Здорово, Новый Год! Здорово, старый крот!
Все старые счета предъявим мы к оплате.
Попробуй-ка уйти от нас любой банкрот!
(А дома я, как дед, залезу на полати).
Теперь мне исполать, хоромине на блате,
лежать и нежиться, как труп, разиня рот.
4
Торчат глаза совы иль серого кота.
И наваракал что мне нынче сей оракул?
Что коготь или клюв царапал? Неспуста
я с прошлым запросто, как с будущим, балакал,
поставлен на кон быв или посажен на кол,
и счастие зараз и горе я проплакал:
одна чиновная осталась суета.
5
Расписки, описи, отчеты и счета,
приказы, песенки, записки и тетради…
И самому себе теперь я не чета.
Меня, о Господи мой Боже, не укради!
Да о какой уж тут подумывать отраде
на сем, пожалуй что, предсмертном плац-параде
(когда и жизнь моя не начата)?
6
И моего ума уже темна палата,
и служба жизни мне воистину пуста.
А что есть истина? – грозят уста Пилата
согнать распятого с бессмертного поста.
Но на сердце, как грех, наложена заплата.
За службу жить и жить мала была зарплата.
Фиг с маслом выслужил. И лататы с креста!
7
А я забит колом в булыжный день забот
да и забыт собой, как родственник на снимке,
и мой бумажный день неистово идет,
чиновно я гребу и гривны и ефимки,
и навострился жить без кривды, без ужимки,
а ведь живу-то я как имя на заимке,
сложив в чужой архив всё тот же новый год.
Собор смольного монастыря
Стоит небесная громада голубая,
пять медных солнц над ней вознесены,
а век вертится рядом, колупая
кусочки сини со стены.
Чуть слышится барочный образ трелей,
певучих завитков намек.
Но музыка молчит. Вколочен в гроб Растреллий,
а день, как тряпка серая, намок.
Кто мчится напрямик, а кто живет окольней,
кто на банкете пьет, а кто так из горла.
По-вдовьи грузен храм без колокольни,
она, воздушная, в девицах умерла.
Воспоминание о ней – как о кадавре,
на чертеже она рассечена.
Сестра ее на променаде в Лавре,
как дама в робе, всё еще стройна.
А церковь вдовая ушла подальше
от медного болвана на скале
и, вроде позабытой адмиральши,
стоит облезлым небом на земле.
Люди видели Тебя, и насказано
Люди видели Тебя, и насказано
так, что вся твоя парсуна дегтем мазана.
Или это от забот дня рабочего
набрехали, что Тебя скособочило?
Чем же, дескать, были вы очарованный?
Ведь у глаз-де цвет воды дистиллированной.

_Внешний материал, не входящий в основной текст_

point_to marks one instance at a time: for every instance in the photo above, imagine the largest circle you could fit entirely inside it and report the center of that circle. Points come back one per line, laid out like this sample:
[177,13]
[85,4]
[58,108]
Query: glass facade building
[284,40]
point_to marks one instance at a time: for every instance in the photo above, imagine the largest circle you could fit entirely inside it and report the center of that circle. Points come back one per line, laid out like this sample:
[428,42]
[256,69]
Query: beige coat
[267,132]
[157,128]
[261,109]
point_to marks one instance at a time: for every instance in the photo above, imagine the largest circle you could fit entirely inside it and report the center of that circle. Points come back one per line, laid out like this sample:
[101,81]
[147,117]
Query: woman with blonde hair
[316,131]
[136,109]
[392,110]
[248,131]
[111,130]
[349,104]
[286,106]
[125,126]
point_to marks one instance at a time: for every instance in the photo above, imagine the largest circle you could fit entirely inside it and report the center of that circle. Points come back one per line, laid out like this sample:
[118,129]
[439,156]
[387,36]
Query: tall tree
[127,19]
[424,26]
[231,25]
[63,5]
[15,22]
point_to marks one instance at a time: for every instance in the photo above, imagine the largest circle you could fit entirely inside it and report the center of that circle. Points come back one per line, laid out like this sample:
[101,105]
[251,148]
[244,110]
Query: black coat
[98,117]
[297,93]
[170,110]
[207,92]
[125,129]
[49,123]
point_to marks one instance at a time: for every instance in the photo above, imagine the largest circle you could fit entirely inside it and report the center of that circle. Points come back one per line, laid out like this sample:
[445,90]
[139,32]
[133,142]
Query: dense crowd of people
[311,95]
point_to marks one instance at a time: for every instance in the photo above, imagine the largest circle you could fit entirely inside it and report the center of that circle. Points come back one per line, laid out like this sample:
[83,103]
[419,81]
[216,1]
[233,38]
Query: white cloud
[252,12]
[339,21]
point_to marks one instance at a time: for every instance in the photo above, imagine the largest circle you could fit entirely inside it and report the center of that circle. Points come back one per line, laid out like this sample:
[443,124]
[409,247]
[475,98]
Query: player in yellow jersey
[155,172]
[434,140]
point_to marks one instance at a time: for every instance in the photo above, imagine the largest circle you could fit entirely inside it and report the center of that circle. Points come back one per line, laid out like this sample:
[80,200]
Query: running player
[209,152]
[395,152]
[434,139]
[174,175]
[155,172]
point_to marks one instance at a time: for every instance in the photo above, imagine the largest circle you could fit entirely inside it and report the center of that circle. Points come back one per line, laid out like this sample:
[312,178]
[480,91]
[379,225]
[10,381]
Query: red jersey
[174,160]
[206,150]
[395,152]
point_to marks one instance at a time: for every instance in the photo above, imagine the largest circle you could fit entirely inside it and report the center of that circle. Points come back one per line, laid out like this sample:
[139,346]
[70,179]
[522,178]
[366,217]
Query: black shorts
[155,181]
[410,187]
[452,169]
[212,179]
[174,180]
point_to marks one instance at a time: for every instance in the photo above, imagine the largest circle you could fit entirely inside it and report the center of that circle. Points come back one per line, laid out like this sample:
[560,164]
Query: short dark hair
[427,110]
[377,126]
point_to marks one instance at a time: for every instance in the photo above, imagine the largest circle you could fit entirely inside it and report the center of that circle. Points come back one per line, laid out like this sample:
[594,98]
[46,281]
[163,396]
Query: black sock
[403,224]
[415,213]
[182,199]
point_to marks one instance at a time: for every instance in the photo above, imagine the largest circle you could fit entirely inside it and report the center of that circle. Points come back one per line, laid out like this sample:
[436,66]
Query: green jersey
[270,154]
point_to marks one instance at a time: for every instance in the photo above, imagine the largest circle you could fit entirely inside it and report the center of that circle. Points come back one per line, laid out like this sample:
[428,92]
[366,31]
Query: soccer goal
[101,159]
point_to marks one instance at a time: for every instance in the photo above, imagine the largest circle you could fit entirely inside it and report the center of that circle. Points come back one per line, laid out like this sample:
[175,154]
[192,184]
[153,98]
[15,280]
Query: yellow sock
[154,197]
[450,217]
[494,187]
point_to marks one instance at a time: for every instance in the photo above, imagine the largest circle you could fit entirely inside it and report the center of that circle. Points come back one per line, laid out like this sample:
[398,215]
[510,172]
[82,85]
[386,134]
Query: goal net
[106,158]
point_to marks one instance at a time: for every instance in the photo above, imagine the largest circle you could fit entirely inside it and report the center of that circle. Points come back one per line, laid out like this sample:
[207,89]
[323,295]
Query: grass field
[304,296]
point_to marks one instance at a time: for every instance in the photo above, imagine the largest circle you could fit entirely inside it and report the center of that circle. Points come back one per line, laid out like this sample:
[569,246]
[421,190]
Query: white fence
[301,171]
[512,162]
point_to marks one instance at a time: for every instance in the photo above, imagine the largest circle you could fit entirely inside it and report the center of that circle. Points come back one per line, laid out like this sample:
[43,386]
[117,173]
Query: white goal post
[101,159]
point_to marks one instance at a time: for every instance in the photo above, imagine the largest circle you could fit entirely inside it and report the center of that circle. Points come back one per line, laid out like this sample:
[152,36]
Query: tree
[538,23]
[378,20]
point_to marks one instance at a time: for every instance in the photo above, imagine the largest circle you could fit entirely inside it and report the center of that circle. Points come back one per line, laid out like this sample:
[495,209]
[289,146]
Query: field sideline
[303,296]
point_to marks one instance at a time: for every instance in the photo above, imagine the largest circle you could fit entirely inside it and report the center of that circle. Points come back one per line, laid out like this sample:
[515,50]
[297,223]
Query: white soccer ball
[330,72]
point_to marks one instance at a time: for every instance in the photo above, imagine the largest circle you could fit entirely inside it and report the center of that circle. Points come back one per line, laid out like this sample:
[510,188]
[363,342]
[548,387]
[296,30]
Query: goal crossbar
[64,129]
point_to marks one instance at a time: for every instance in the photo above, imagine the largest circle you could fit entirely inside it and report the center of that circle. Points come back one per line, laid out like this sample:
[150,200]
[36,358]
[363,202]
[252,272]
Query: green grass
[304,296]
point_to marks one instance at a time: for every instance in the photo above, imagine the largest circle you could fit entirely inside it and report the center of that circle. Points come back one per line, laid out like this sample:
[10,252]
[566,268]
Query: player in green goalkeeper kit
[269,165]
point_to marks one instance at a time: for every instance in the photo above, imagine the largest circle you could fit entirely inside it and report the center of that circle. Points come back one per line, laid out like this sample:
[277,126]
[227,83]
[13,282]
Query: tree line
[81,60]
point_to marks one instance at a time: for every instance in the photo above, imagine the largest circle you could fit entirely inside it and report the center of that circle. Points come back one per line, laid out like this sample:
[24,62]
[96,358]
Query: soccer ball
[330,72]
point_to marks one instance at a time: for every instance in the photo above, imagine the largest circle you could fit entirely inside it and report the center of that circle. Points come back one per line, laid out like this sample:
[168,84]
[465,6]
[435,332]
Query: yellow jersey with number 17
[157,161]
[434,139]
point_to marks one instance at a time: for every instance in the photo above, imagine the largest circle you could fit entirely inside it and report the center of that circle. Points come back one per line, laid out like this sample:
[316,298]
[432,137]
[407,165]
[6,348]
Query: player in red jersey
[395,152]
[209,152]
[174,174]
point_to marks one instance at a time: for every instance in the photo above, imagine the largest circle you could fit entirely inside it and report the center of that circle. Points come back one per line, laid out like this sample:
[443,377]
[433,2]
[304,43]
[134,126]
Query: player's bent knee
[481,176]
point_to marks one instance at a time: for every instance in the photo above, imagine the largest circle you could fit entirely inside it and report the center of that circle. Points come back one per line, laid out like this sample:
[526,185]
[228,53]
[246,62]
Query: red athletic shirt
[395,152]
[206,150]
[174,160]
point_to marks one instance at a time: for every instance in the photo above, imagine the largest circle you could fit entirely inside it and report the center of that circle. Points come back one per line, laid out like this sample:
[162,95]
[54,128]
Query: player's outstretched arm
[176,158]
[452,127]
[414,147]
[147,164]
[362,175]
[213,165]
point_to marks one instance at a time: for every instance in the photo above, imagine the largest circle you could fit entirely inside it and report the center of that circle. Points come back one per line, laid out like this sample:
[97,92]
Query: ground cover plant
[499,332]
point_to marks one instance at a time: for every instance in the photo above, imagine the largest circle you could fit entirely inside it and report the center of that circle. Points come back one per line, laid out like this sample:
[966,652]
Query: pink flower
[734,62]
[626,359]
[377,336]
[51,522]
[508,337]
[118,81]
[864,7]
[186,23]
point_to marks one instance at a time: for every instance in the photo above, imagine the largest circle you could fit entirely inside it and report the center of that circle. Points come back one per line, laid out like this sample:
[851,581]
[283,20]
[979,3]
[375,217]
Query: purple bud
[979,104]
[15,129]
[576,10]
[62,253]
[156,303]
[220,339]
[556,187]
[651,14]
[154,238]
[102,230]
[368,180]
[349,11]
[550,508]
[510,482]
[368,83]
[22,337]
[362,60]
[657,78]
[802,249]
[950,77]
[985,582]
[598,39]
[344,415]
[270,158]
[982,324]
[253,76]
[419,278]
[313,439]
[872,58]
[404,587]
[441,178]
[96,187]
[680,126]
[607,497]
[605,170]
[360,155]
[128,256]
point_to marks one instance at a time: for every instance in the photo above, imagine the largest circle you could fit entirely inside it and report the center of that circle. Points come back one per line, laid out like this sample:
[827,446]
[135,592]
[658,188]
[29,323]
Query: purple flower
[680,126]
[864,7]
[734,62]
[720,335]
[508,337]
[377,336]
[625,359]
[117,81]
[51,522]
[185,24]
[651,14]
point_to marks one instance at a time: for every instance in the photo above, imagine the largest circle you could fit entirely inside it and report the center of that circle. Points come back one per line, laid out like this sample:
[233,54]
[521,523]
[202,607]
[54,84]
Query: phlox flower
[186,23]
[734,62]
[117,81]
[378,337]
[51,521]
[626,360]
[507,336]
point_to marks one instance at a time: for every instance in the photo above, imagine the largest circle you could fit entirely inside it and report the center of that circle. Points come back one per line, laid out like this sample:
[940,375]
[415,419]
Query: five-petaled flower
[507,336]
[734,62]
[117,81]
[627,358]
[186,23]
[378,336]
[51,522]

А затылок-де трясет крысьим хвостиком,
на гимнастике душа стала мостиком.
Может быть и так, да вот жаль, что по мосту
запрещается проезд даже помыслу.
Но возможно, что народ завирается
и гурьбою через мост перебирается.
Пусть хоть этак, хоть растак – мост да улица.
Не гулять бы на мосту, а пригулиться!
Пусть и улица пойдет малость пьяная –
не Разъезжая она, не Расстанная!
Пусть Тебя и бесом в бок, пусть, счастливица!
Только дал бы бедный Бог нам увидеться!